Jacques Badenhorst, the recently appointed CEO of Maatla Resources, a company building the Mmamabula Colliery in Botswana, is an example. “The uncompetitive investment environment in South Africa and regulatory issues are not helping the industry,” he said at the Junior Indaba, a mining conference last month. “Junior miners are looking elsewhere such as Botswana which is an option in terms of supplying coal into South Africa,” he said.

There’s also a unique opportunity for Botswanan coal: whereas previously the country struggled to supply export markets given its landlocked status, it now has a ready domestic market given Eskom’s call for more coal, some 33 million tonnes (Mt) in the short-term – a procurement drive described by Phumaphi Mashale, CEO of the UK’s Shumba Energy as “… an insane amount of coal”.

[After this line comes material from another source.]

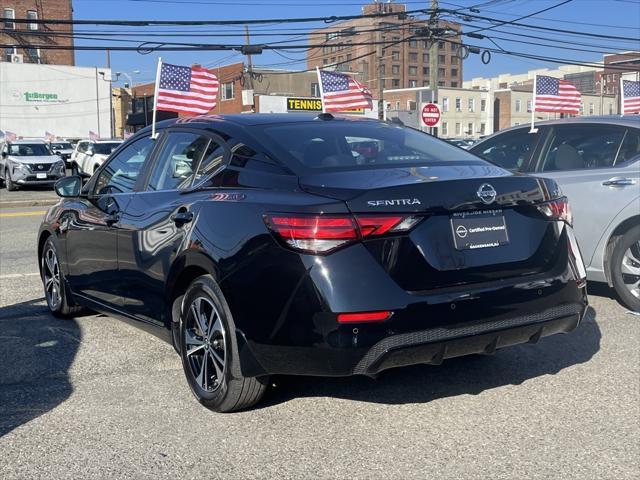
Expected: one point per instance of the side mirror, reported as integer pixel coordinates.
(68, 187)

Eskom is facing additional pressures given the increase in the export price of coal which has seen local players prefer that market over Eskom, which is trying to trim its primary energy cost. “By working with the South Africans, Botswana has got the ability to complement the supply to Eskom which can liberate a lot of companies here (in South Africa) to export coal,” said Mashale.

Said Badenhorst: “It has certainly created an opportunity for Maatla in terms of a distance perspective to places like the Northern Cape and Western Cape markets, and there is definitely a big coal shortage. If you speak to any coal trader currently, nobody can get consistency of supply and good quality coal,” he added.

And there’s also the point that Botswana is just an easier place to do business in the mining sector than in South Africa, according to Mashale. “There are a number of tax incentives that mean when you operate in Botswana, and there are no exchange controls. But apart from that, there is unlimited care for tax losses and you get a tax reduction on the yellow equipment that you bring into the country,” he said.

Andre Bojé, CEO of Minergy which is developing the southern end of the Mmamabula coal fields in Botswana, said he had last seen coal markets like this in 2007, but added: “I’ve never seen the South African coal market stretched like this. There are huge gaps to enter the South African market and such is the demand for coal at the moment that logistics is not a problem”.

Bojé said the prospect of Transnet building a rail line will be a fillip for Botswana. “At the moment you can get about 2Mt/year out of Botswana but no more than that. We have had meetings with Transnet and they have prioritised the Lephalele line [into Botswana] so if that comes to pass we could have 5Mt/year or even 15Mt/year from Botswana in about three years’ time,” he said.

Minergy is investigating building its Masama project with run-of-mine production set at some 2.4Mt/year of between 5,800kCal to 6,000kCal/kg quality coal.

“I think we can produce saleable production of 1.2Mt/y,” said Bojé earlier this year. “We will start with that just to get the project off the ground, but the capacity of the plant will be about 4Mt/year,” he said. The project is 50km to 250km closer to the North West province and Cape markets than coal miners in Mpumalanga province.